FIGURE SUMMARY
Title

Dynamic microRNA-101a and Fosab expression controls zebrafish heart regeneration

Authors
Beauchemin, M., Smith, A., Yin, V.P.
Source
Full text @ Development

Depletion of miR-101a expression promotes cardiomyocyte proliferation in the injured apex. (A-D) Control or Tg(hs:miR-101a-sp) animals were injured and subjected to daily heat treatment. Hearts were collected at 3dpa for histology, cryosectioned at 10µm and stained with antibodies to detect Mef2 (green) and Pcna (red) to identify proliferating cardiomyocytes (CMs) (arrowheads) at the injured apex (A,C) and lateral wall (remote zone) (B,D). Insets in A,C are higher magnifications of the areas within dashed boxes. (E) CM proliferation indices were determined by representing Mef+Pcna+ cells as a percentage of total Mef2+ cells. Depletion of miR-101a expression doubled CM proliferation indices at 3dpa in the injured apex but not in the remote zone. (F) qPCR studies show ~80% reduction of miR-101a expression levels in Tg(hs:miR-101a-sp) ventricles  (blue line) compared with the control group (red dashed line) under conditions of heat treatment. n=5-7; *P<0.05 (Student′s t-test); error bars represent s.e.m. HT, heat treatment.
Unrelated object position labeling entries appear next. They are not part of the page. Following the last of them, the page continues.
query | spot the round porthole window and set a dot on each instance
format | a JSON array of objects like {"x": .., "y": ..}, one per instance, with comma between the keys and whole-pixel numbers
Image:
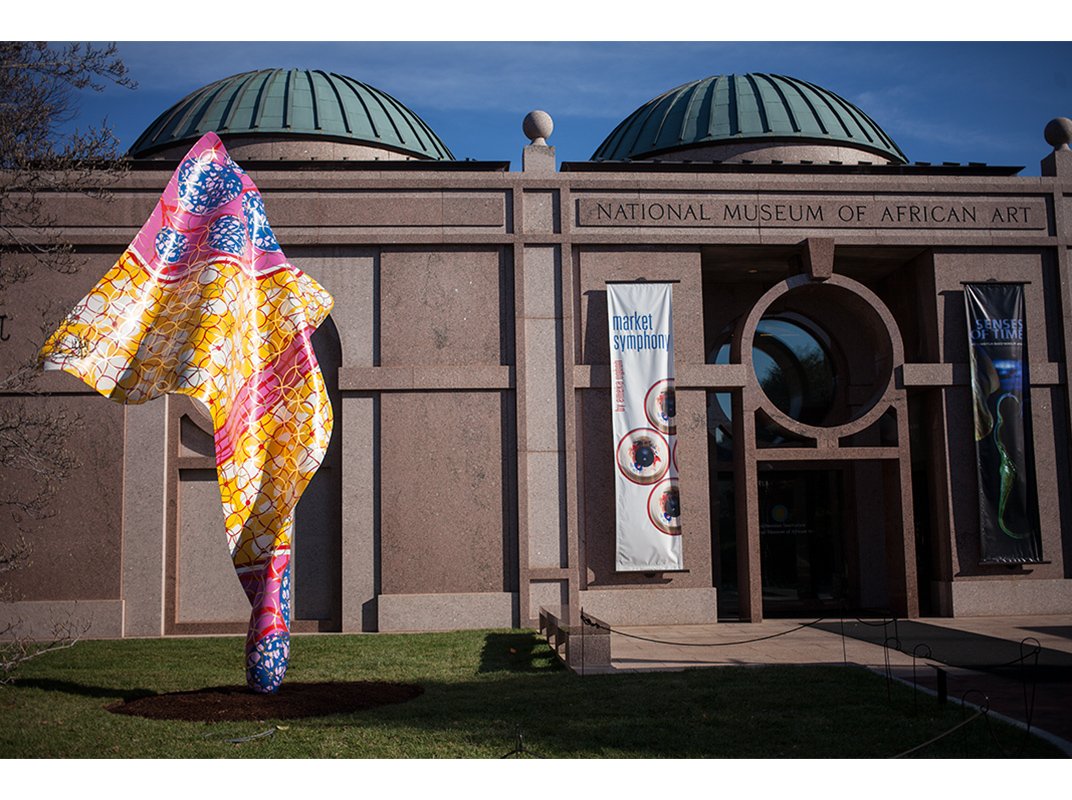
[{"x": 793, "y": 367}]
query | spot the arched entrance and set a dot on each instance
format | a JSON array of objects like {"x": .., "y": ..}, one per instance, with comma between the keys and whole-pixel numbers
[{"x": 819, "y": 491}]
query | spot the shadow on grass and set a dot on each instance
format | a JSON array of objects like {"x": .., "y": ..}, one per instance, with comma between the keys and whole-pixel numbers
[
  {"x": 69, "y": 687},
  {"x": 760, "y": 713},
  {"x": 516, "y": 652}
]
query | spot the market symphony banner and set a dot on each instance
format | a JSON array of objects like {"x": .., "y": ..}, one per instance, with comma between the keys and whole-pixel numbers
[
  {"x": 643, "y": 409},
  {"x": 1008, "y": 504}
]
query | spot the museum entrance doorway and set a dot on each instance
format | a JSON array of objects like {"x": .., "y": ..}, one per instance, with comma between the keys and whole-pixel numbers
[{"x": 803, "y": 542}]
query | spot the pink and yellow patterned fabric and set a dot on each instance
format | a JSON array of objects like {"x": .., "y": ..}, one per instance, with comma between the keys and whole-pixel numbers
[{"x": 204, "y": 302}]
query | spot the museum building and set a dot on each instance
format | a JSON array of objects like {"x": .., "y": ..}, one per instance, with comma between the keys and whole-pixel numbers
[{"x": 824, "y": 406}]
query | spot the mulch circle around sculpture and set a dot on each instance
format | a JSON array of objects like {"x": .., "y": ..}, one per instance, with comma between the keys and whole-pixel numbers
[{"x": 238, "y": 704}]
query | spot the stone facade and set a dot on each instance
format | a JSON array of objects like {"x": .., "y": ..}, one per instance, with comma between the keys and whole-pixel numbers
[{"x": 470, "y": 479}]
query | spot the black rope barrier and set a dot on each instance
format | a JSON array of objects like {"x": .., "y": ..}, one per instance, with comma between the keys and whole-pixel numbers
[
  {"x": 589, "y": 621},
  {"x": 1029, "y": 647},
  {"x": 520, "y": 751},
  {"x": 918, "y": 652},
  {"x": 928, "y": 742}
]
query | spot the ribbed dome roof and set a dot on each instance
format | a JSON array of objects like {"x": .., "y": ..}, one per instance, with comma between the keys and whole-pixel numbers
[
  {"x": 740, "y": 108},
  {"x": 306, "y": 103}
]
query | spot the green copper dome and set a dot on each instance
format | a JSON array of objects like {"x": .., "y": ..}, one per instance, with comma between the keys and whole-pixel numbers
[
  {"x": 299, "y": 103},
  {"x": 727, "y": 109}
]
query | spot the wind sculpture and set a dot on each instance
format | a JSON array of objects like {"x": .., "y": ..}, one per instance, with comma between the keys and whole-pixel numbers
[{"x": 204, "y": 302}]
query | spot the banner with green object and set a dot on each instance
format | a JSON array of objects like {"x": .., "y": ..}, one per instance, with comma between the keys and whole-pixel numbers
[{"x": 1008, "y": 500}]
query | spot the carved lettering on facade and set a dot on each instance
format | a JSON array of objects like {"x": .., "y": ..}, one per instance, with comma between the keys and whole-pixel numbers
[{"x": 961, "y": 213}]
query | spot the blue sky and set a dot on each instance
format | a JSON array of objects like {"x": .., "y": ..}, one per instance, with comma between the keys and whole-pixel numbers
[{"x": 957, "y": 102}]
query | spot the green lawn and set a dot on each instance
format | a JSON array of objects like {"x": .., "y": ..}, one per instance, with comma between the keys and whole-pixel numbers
[{"x": 479, "y": 686}]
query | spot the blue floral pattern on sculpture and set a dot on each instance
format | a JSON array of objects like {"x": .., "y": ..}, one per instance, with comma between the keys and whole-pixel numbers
[
  {"x": 170, "y": 245},
  {"x": 206, "y": 186},
  {"x": 227, "y": 235},
  {"x": 266, "y": 662},
  {"x": 266, "y": 665},
  {"x": 256, "y": 223}
]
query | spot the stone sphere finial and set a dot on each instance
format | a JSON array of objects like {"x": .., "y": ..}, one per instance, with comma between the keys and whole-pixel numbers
[
  {"x": 537, "y": 127},
  {"x": 1058, "y": 133}
]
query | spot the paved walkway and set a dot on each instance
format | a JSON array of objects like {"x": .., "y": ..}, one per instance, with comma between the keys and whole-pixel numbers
[{"x": 804, "y": 645}]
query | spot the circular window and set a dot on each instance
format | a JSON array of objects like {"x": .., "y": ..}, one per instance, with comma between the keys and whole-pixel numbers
[
  {"x": 794, "y": 370},
  {"x": 793, "y": 367}
]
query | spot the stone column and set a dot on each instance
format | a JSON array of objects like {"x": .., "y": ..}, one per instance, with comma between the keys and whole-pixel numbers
[
  {"x": 353, "y": 280},
  {"x": 145, "y": 533}
]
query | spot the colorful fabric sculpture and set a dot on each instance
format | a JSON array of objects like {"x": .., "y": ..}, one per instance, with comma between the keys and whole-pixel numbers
[{"x": 204, "y": 302}]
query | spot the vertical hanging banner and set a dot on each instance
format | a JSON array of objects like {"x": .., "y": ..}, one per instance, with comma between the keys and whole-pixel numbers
[
  {"x": 1005, "y": 461},
  {"x": 645, "y": 441}
]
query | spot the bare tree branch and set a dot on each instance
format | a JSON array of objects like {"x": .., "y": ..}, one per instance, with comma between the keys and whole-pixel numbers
[{"x": 40, "y": 162}]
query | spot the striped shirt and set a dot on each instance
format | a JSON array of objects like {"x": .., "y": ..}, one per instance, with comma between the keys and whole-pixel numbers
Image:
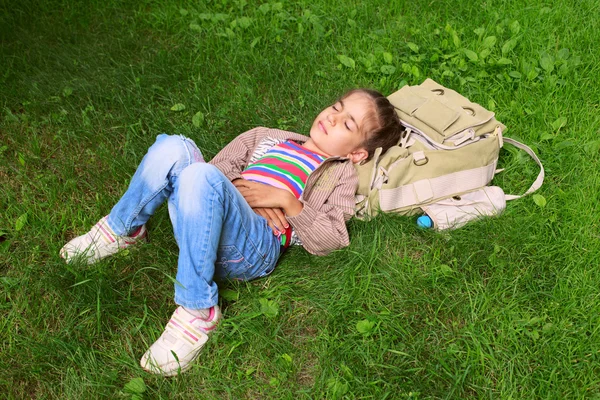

Sustained suppression of miR-101a leads to increased scar tissue. (A-F) Wild-type and Tg(hs:miR-101a-sp) hearts were resectioned, heat treated daily and collected at 7, 14 and 30dpa for histology. Hearts were sectioned at 10µm and stained with Acid Fucshin Orange G (AFOG) to detect muscle (brown), collagen (blue) and fibrin (red). Arrowheads in F mark newly regenerated muscle; dashed lines indicate approximate resection injury plane. The penetrance of each phenotype is indicated (number showing the illustrated phenotype/total number of samples). (G) Scarring indices were established by quantifying the percentage of collagen and fibrin within the total injury area at the indicated time points using CellProfiler. Prolonged depletion of miR-101a led to greater scar tissue at 14 and 30dpa compared with control. (H) Injury size was comparable between the groups as shown by quantification of total injury area. n=5-14; *P<0.001 (Student′s t-test); error bars represent s.e.m.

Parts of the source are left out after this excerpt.